15.09.83 (21 час 05 минут)

«Какое счастье, – подумал полковник Санчес, любуясь Мари Кровс, – что революция прежде всего ломает устоявшиеся формы обращения людей в стране; нет ничего прекраснее слова “гражданин” и обращения к товарищу на “ты”; доверие, как и любовь, возможно только между равными, а равны лишь те, которые верят друг другу».

– Вы счастливы? – спросила Мари. – Прости, я все время ощущаю свою малость в этом премьерском кабинете… До сих пор не могу привыкнуть, что лидера страны здесь называют на «ты»…

Санчес улыбнулся; его улыбка была детской, открытой и такой доброй, что у Мари защемило сердце…

«Господи, как же я его люблю, – подумала она, – я никого и никогда не любила так, как его… Да, умом я понимаю его правоту, да, он верно говорит, что ему не простят, если я стану жить здесь, в Гаривасе: лидер национальной революции привез немку – у него много врагов, это сразу же обыграют, а здесь круто поступают с теми, в кого перестают верить… Он сказал, что ему нужно два года, потом он уйдет, когда сделает то, что обязан сделать… А что может случиться за эти два года? Мы рабы не только обстоятельств, но и самих себя, своих желаний, своей мечты, своей плоти, наконец… Хотим быть идеальными, но ведь это невозможно…»

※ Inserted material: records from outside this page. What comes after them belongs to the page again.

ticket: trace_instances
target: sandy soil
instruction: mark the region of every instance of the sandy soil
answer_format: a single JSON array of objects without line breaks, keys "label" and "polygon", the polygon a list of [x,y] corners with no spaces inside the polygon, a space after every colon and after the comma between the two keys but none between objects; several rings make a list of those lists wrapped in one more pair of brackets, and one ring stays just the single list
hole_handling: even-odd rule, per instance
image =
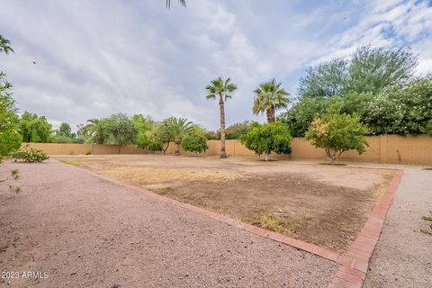
[{"label": "sandy soil", "polygon": [[364,287],[432,286],[432,171],[405,168]]},{"label": "sandy soil", "polygon": [[0,187],[0,271],[19,278],[2,287],[327,287],[337,268],[72,166],[0,174],[13,167],[22,193]]},{"label": "sandy soil", "polygon": [[[72,165],[158,194],[344,252],[356,238],[392,171],[265,163],[245,158],[109,156],[62,158]],[[273,228],[274,230],[279,227]]]}]

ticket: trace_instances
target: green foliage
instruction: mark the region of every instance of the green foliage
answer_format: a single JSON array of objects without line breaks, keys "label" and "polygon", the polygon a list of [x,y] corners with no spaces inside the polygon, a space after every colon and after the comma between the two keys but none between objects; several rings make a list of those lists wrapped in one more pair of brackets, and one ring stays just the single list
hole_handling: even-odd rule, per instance
[{"label": "green foliage", "polygon": [[23,162],[29,163],[42,162],[50,158],[50,157],[44,151],[29,147],[14,152],[12,157],[15,159],[22,159]]},{"label": "green foliage", "polygon": [[239,140],[257,155],[266,154],[266,160],[272,151],[277,154],[291,153],[290,130],[288,125],[281,122],[268,124],[254,122]]},{"label": "green foliage", "polygon": [[146,133],[146,141],[139,142],[139,146],[150,151],[163,151],[164,154],[169,147],[169,143],[174,141],[164,122],[155,126],[151,130]]},{"label": "green foliage", "polygon": [[165,125],[166,131],[168,133],[171,139],[174,139],[174,143],[176,144],[175,154],[179,156],[180,144],[182,143],[183,139],[192,130],[192,122],[188,122],[186,118],[169,117],[164,120],[163,123]]},{"label": "green foliage", "polygon": [[362,154],[368,146],[364,138],[368,132],[357,114],[330,110],[324,117],[315,118],[306,132],[306,140],[323,148],[333,164],[345,151],[354,149]]},{"label": "green foliage", "polygon": [[156,126],[156,122],[149,117],[146,118],[141,114],[133,115],[132,122],[138,133],[136,144],[138,147],[145,148],[149,141],[148,132]]},{"label": "green foliage", "polygon": [[72,129],[70,125],[67,122],[63,122],[60,124],[60,127],[57,130],[56,133],[58,136],[66,136],[68,138],[73,138],[75,135],[72,133]]},{"label": "green foliage", "polygon": [[198,126],[194,126],[184,136],[182,147],[186,151],[202,153],[209,148],[204,131]]},{"label": "green foliage", "polygon": [[112,115],[108,123],[109,131],[112,135],[115,145],[122,148],[122,146],[136,142],[137,129],[127,115],[122,113]]},{"label": "green foliage", "polygon": [[360,47],[348,60],[310,68],[300,80],[301,97],[328,98],[348,93],[377,94],[412,79],[417,58],[410,49]]},{"label": "green foliage", "polygon": [[23,142],[49,143],[50,140],[52,125],[45,116],[25,112],[20,117],[19,128]]},{"label": "green foliage", "polygon": [[51,143],[74,143],[74,139],[64,135],[54,135],[51,137]]},{"label": "green foliage", "polygon": [[0,72],[0,162],[21,147],[15,102],[10,93],[12,86]]},{"label": "green foliage", "polygon": [[432,80],[395,86],[373,99],[364,118],[374,134],[432,135]]},{"label": "green foliage", "polygon": [[0,34],[0,52],[4,52],[4,54],[9,54],[10,52],[14,52],[14,50],[11,47],[11,41],[3,37]]},{"label": "green foliage", "polygon": [[12,169],[10,171],[9,176],[7,176],[5,178],[0,178],[0,184],[3,184],[4,183],[6,183],[8,187],[9,187],[9,191],[19,194],[22,191],[21,187],[20,186],[14,186],[12,184],[8,183],[9,181],[17,181],[19,179],[20,179],[20,170]]},{"label": "green foliage", "polygon": [[274,79],[259,85],[255,89],[255,99],[253,112],[255,114],[266,112],[267,122],[274,122],[275,110],[288,107],[289,94],[281,87],[282,83],[275,82]]},{"label": "green foliage", "polygon": [[[240,138],[241,135],[248,133],[248,130],[249,130],[250,125],[252,125],[252,123],[248,121],[231,124],[225,130],[226,132],[225,138],[227,140],[237,140]],[[219,137],[219,139],[220,138],[220,137]]]},{"label": "green foliage", "polygon": [[85,136],[88,143],[112,144],[113,142],[108,118],[87,120],[86,126],[78,128],[78,135]]}]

– Ты спрашиваешь, счастлив ли я? – Санчес достал испанскую черную крепчайшую сигарету «Дукадо», закурил, посмотрел на плоскую коробочку диктофона, что лежал на низком столике между Мари и его помощником по связям с прессой Гутиересом, и задумчиво ответил: – Да, пожалуй, я вправе ответить – счастлив.

– Из чего складывается ва… твое ощущение счастья?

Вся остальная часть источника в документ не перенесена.